In the present study, participants belonging to nuclear families and those who were employed demonstrated significantly better social domain scores compared to their counterparts. This finding aligns with the results of Tamornpark et al., who observed higher odds of good quality of life among individuals living alone or with spouses compared to those living with extended family members [3]. Alaofè et al. also identified occupation and social support as key factors associated with better quality of life among patients with type 2 diabetes [4]. Similarly, Mishra et al. reported improved quality of life among employed and adherent patients, highlighting the role of financial independence and structured routines [6]. These results suggest that autonomy, stable income, and focused family support may positively influence social well-being in diabetic patients.
The duration of diabetes showed a strong inverse association with quality of life across all domains in the present study, with patients having a shorter duration of illness reporting significantly better QoL scores.

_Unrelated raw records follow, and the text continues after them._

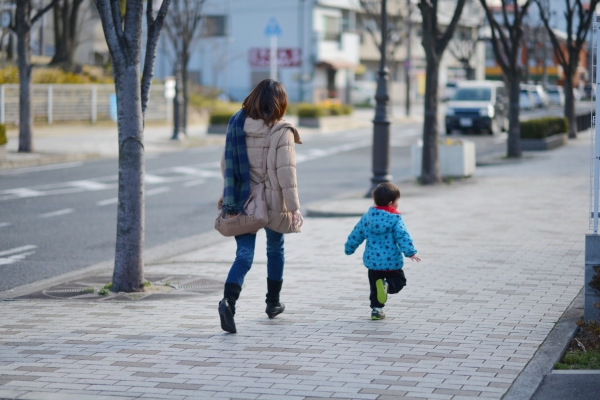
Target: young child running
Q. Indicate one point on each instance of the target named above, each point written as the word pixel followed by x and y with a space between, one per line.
pixel 387 239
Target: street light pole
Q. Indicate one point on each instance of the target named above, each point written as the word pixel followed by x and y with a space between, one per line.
pixel 381 122
pixel 407 65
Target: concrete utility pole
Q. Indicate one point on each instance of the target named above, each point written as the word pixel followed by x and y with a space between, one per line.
pixel 407 62
pixel 381 122
pixel 301 44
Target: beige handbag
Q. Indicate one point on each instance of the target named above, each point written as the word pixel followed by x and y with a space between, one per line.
pixel 256 212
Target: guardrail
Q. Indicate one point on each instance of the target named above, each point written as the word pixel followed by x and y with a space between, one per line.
pixel 76 102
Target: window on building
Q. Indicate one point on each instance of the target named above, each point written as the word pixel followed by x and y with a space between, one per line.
pixel 332 28
pixel 214 26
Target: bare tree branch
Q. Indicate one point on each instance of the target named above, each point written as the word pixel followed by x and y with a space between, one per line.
pixel 154 27
pixel 443 41
pixel 43 11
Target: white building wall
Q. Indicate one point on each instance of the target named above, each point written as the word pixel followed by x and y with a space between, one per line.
pixel 224 62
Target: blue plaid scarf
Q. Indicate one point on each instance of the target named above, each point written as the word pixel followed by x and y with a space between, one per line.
pixel 237 168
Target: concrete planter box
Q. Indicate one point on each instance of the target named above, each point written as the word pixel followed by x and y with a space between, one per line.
pixel 219 129
pixel 551 142
pixel 456 160
pixel 330 122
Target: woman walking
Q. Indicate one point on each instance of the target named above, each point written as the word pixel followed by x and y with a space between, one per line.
pixel 258 125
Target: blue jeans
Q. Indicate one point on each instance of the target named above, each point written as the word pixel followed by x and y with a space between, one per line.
pixel 244 256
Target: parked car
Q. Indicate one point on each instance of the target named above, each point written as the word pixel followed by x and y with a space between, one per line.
pixel 449 90
pixel 478 105
pixel 526 99
pixel 556 96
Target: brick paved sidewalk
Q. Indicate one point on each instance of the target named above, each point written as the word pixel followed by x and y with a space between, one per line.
pixel 502 259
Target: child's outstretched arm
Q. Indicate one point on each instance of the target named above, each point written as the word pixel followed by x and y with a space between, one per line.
pixel 358 235
pixel 404 241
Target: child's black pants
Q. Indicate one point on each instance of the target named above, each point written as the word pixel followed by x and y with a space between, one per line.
pixel 395 279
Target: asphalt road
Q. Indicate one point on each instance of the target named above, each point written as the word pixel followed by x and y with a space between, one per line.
pixel 59 218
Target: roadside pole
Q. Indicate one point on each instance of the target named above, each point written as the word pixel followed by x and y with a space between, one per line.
pixel 273 57
pixel 273 31
pixel 592 241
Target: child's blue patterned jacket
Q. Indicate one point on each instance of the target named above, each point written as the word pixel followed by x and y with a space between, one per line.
pixel 387 238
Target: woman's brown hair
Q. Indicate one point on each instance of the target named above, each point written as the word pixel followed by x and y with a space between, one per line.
pixel 268 101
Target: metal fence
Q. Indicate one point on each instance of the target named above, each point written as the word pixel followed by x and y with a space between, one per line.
pixel 65 103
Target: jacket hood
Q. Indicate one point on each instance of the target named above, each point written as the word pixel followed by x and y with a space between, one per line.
pixel 258 128
pixel 381 221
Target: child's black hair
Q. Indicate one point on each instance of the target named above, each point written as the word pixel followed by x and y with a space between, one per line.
pixel 386 193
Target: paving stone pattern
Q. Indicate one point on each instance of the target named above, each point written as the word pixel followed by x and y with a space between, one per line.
pixel 502 259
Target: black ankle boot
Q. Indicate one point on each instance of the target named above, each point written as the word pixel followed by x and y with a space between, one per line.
pixel 274 306
pixel 227 306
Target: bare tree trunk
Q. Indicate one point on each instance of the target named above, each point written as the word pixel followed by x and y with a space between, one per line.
pixel 128 275
pixel 25 116
pixel 430 170
pixel 184 80
pixel 570 105
pixel 514 127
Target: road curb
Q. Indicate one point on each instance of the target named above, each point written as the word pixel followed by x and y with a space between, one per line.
pixel 151 256
pixel 45 159
pixel 550 352
pixel 26 395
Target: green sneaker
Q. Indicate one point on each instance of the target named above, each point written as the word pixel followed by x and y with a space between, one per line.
pixel 381 286
pixel 377 314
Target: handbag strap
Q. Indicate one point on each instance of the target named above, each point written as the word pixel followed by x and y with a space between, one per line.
pixel 265 151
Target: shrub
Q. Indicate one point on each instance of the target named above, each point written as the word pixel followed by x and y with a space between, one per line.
pixel 10 75
pixel 347 109
pixel 317 110
pixel 541 128
pixel 311 111
pixel 221 117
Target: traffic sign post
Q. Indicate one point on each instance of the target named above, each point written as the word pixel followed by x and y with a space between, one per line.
pixel 273 30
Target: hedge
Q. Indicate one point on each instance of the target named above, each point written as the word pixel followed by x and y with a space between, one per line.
pixel 221 117
pixel 316 111
pixel 3 139
pixel 541 128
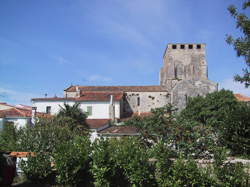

This finding is consistent with observations by Chandran et al. and Patel et al., who reported poorer quality of life among patients with longer disease duration [1,7]. Singh et al. and Yassin et al. similarly demonstrated that prolonged duration of diabetes was associated with worse QoL scores, likely due to the cumulative impact of complications, treatment fatigue, and psychosocial stressors [9,10]. Comparable results have also been reported in multinational studies, reinforcing the need for early intervention, sustained follow-up, and complication prevention strategies to preserve quality of life in diabetic patients.
Limitations
This study was conducted in a single rural health training centre, which may limit the generalizability of the findings to other settings. Additionally, the cross-sectional design precludes establishing causal relationships between quality of life and its associated factors.
CONCLUSION AND RECOMMENDATIONS
The present study demonstrates that patients with type 2 diabetes mellitus attending a rural health training centre exhibited a generally favorable quality of life across physical, psychological, social, and environmental domains. Younger age, higher educational status, nuclear family structure, employment, and shorter duration of diabetes were associated with significantly better quality of life. These findings highlight the multidimensional impact of diabetes and emphasize the importance of addressing sociodemographic and disease-related factors alongside routine clinical management to enhance overall well-being among diabetic patients.
Based on the study findings, it is recommended that diabetes care programs adopt a holistic, patient-centered approach that integrates psychosocial assessment with standard medical treatment. Regular quality of life evaluation, patient education initiatives, counseling services, and family involvement—particularly targeting older patients, those with lower education, unemployment, and longer disease duration—should be strengthened at the primary care level to improve long-term outcomes and quality of life among diabetic patients.